(This one for my fellow UI tech heads. Especially folks who cut their teeth on earlier eras of tech.)
Video: React is imploding, and that's a good thing...
My favorite comment comes early:
"But with the latest advancements, I was feeling like maybe I’m too old, too busy or maybe just too dumb to use this new modern flavor of React. And, by the looks of it, this feeling was shared by many other developers."
It goes on to explore how weird it is that Dan Abramov uses a different framework, Astro, to explain how React Server Components are doing their division of server vs client activity (as the video says "Dan is a core team member of the React team, and he spends most of his time explaining and shaping the mental models around React. Having a designated person in charge of “explaining the mental models” behind a UI library that paints buttons on the screen should already be a red flag")
Besides the horrendous push to vendor lock-in, RSC's agenda seem bizarre - to paraphrase Ben Franklin it pays too much for the whistle of potentially having the same code bits reused back end and front (especially since because the serverside stuff can't use hooks? like what non-trivial component of the past 5 years would have avoided using a hook for managing its state?) Muddling the two codebase sides seems weird. (Hell, I feel like my ancient preferred evergreen/buildless stack of PHP plus Vanilla JS shares Astro's concise division, and that both offer a cleaner, more honest approach than Vercel's stepchild)

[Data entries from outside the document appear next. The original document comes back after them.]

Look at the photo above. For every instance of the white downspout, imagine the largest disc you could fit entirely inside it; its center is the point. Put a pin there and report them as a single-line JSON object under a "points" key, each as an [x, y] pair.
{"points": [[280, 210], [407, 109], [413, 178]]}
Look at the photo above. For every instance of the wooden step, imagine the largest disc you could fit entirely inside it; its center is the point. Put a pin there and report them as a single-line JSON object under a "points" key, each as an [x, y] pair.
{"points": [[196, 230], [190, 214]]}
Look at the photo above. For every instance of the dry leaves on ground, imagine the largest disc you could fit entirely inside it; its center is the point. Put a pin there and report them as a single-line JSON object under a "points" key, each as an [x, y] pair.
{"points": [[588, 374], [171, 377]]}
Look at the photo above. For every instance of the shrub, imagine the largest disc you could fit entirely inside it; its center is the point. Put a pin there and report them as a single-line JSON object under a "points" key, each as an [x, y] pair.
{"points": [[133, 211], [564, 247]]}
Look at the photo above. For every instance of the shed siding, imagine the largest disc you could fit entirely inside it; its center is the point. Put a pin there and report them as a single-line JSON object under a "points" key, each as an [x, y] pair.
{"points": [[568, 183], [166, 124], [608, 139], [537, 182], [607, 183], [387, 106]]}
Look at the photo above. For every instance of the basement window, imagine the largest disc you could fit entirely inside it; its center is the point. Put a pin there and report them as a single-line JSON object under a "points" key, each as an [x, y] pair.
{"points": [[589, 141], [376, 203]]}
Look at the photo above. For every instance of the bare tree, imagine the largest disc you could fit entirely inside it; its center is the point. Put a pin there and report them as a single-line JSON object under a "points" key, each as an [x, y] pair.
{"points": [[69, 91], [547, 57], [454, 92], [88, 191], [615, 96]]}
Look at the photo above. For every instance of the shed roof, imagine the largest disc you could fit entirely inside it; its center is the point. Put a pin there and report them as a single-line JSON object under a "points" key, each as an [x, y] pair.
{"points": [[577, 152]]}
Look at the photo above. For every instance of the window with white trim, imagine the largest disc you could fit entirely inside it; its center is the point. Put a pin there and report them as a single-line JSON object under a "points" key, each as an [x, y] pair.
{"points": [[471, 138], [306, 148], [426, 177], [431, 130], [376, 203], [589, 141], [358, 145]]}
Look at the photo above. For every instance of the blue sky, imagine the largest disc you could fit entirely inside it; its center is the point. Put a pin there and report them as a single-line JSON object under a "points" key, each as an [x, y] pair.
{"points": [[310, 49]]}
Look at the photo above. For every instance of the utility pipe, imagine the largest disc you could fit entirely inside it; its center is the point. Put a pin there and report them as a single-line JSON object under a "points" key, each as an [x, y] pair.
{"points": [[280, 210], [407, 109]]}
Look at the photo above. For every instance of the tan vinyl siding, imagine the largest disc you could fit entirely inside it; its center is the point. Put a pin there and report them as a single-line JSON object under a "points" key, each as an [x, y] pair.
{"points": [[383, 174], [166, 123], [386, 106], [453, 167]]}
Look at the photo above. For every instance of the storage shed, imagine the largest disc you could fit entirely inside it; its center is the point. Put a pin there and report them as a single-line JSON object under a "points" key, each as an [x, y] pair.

All this is part of a wider industry trend towards ignoring complexity as a significant developer cost multiplier. Often we are sold paradigms that sound simpler in the abstract but then the implementation ends up with huge complexity costs. Module Federation seems like a great way to break up a monolith and let separate teams cook, but WOW is its mix of "every client piece has its own server" rough to untangle when things go wrong. TypeScript - yes, there are many benefits of not having a morass of unclear JSON-y jumbles, but man the syntax is HARSH to read. (Maybe I'm biased but I think Java/C's way of showing primitive types was a world better - "int foo" vs foo:int where the meaning of any ":" character is utterly context dependent...)
(Those are two hot takes and potentially unpopular opinions so don't assume I CAN'T use these when called upon, I just think they have questionable cost/benefit ratios)
Sometimes it feels like a huge pile of "lets ensure job security" but if you've been in the industry for decades, it can really take its toll. UI is still addressing the fundamental problem of "how do we get information on and off some centralized computer" that we were 20 years ago, but the techniques now tend to be wolves in sheep's clothing of complexified 'simplicity', not to mention how we've eaten so much "flavor of the month" we're all feeling a bit sick.